It’s a looming decision that has sparked global headlines, turned the heads of financial analysts and kept the bitcoin world on the edge of its proverbial seat.
This refers, of course, to the bitcoin exchange-traded fund (ETF) proposed by investors Cameron and Tyler Winklevoss. That ETF – first proposed in mid-2013 and subject to a range of public comments and exchange switches – is effectively waiting in the wings for a decision by the US Securities and Exchange Commission, which is weighing a rule change proposal that would clear its passage.
While most in the digital currency space likely know the ins-and-outs of the ETF story, those not so familiar with it might not understand all the details. In this feature, CoinDesk explores the journey – from start to near-finish – of the proposed bitcoin ETF.
In the beginning
Before getting into the story of the bitcoin ETF’s early days, it might help to understand who Tyler and Cameron Winklevoss are exactly.
Both graduates from Harvard University, the two took part in the 2008 Beijing Olympics in the men’s rowing competition, where they advanced to the finals and ultimately scored sixth place, according to ESPN.
Another major event in their pre-bitcoin days was the now-infamous legal battle with Facebook founder Mark Zuckerberg, documented in the 2010 film The Social Network. While at Harvard, the Winklevosses conceived a social network, ultimately dubbed ConnectU, for which they began working with Zuckerberg. Yet Zuckerberg soon opened the well-known Facebook platform, sparking the legal fight that resulted in a $65m settlement.
Yet it was their bet on bitcoin – which they revealed in early 2013 – that set them on the course toward this week’s SEC decision. Amassing a considerable amount of coins, the two perhaps represented an early voice of confidence in the digital currency among mainstream investors.
Several months later, their first S-1 was filed with the SEC, formally registering their intention to launch an ETF tied to bitcoin.
Road to the ETF
It was in that initial filing that the fundamental argument for the ETF’s existence was first put forward. Simply put, the product was pitched as a way for more seasoned investors to gain exposure to bitcoin without having to purchase and hold the digital currency.
As explained in the filing:
“The investment objective of the Trust is for the Shares to reflect the performance of the Blended Bitcoin Price of Bitcoins, less the expenses of the Trust’s operations. The Shares are designed for investors seeking a cost-effective and convenient means to gain exposure to Bitcoins with minimal credit risk.”
Then, like many other things in the bitcoin space, the collapse of Japan-based bitcoin exchange Mt Gox triggered a small but meaningful change in how the ETF would be constructed. Mt Gox was once the world’s most voluminous bitcoin exchange before it fell apart amid accusations of fraud, leading to the eventual arrest of its CEO last year.
In the aftermath of the Gox failure, an amendment was filed to the ETF’s S-1 which changed the price index which the ETF would use to determine the price of a bitcoin.
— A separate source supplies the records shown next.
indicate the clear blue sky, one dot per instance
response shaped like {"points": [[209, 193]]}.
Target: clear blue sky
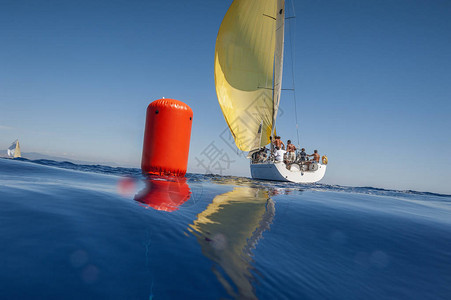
{"points": [[372, 79]]}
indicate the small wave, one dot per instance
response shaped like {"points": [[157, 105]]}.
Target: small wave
{"points": [[240, 181]]}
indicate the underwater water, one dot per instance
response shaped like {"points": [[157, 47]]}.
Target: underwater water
{"points": [[95, 232]]}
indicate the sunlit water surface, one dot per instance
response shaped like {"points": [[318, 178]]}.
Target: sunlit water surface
{"points": [[96, 232]]}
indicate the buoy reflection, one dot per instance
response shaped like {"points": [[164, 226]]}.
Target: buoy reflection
{"points": [[164, 193]]}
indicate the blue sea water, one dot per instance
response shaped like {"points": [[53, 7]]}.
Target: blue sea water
{"points": [[94, 232]]}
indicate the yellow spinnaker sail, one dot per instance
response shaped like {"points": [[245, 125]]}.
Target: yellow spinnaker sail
{"points": [[248, 69]]}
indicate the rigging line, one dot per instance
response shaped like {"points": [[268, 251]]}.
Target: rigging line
{"points": [[292, 77]]}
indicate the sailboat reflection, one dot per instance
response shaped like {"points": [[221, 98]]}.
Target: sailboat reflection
{"points": [[164, 193], [228, 229]]}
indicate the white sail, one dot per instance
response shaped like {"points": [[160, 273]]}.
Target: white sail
{"points": [[14, 150]]}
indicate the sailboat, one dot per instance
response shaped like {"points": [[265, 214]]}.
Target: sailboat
{"points": [[14, 150], [248, 80]]}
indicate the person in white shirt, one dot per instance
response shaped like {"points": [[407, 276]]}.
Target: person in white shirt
{"points": [[279, 154]]}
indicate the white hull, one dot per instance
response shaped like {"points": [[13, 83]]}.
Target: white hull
{"points": [[279, 172]]}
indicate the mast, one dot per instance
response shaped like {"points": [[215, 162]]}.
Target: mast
{"points": [[278, 60], [17, 150]]}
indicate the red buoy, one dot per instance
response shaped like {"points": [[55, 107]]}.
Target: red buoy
{"points": [[166, 138]]}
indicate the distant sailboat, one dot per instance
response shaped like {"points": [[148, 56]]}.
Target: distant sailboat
{"points": [[14, 150], [248, 79]]}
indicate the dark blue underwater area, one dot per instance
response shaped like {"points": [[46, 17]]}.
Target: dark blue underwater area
{"points": [[95, 232]]}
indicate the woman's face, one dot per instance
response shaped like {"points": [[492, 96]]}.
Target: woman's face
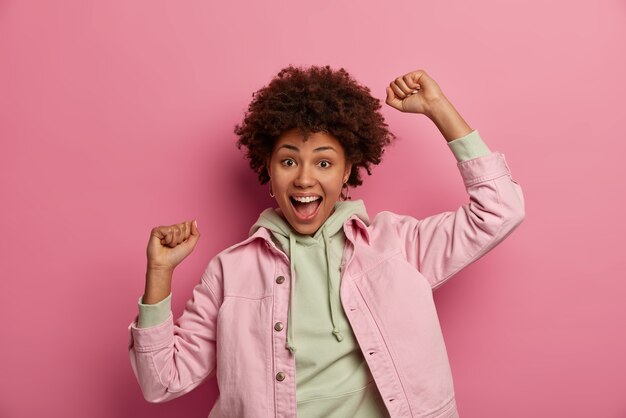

The proprietary Winkdex was adopted, replacing the old model based on weighted average prices of several bitcoin exchanges.
The duo confirmed, in a follow-up filing in 2014, their initial intention to list the ETF on the NASDAQ OMX exchange. The ticker symbol “COIN” – a tip of the hat to the digital currency – was first disclosed at this time.
That filing also added new risk factors related to the ETF, including the potential for a so-called 51% mining attack on the bitcoin network.
Watch and wait
That submission would prove to be yet another leg in a long waiting game for the Winklevoss-backed ETF. During that time, the Winklevosses were approved for a bank charter, setting the stage for the launch of Gemini, their digital currency exchange.
Last year, in a summer defined by the Bitfinex exchange hack and the collapse of the DAO, the ethereum-based project funding vehicle, the calculus for the Winklevoss ETF shifted significantly.
A new filing in June revealed a plan to debut the product on the Bats BZX Exchange. The scope of the offering also expanded, from an initial $20m to $65m. That request led to further delays last fall, triggering a call from the SEC in October for more public comment, seeking more input from both stakeholders and critics of the idea.
The SEC went to further delay the decision process in January of this year, setting the stage for this week’s deadline.
Since then, however, the scope of the proposed ETF offering has expanded further, growing from $65m to $100m, while also lowering the maximum offering per share price from from $65 to $10. A February filing detailing the changes also included language about the risks of a network hard fork and contingency plans should two blockchains sharing bitcoin’s transaction history emerge.
The final countdown
Those developments take us to the present day, during which market observers, stakeholders, bitcoin enthusiasts and potential investors are watching the skies for the SEC’s word.
That determination is set to be revealed by tomorrow, according to a source with knowledge of the agency’s work, yet at press time, the SEC has kept mum about its decision.
In the meantime, bitcoin traders are gearing up for a possible increase in volume – and volatility – when markets react one way or another, and at least one hedge fund that invests in bitcoin has moved to reduce its exposure to the market.
But until the decision is made, all eyes are on the SEC.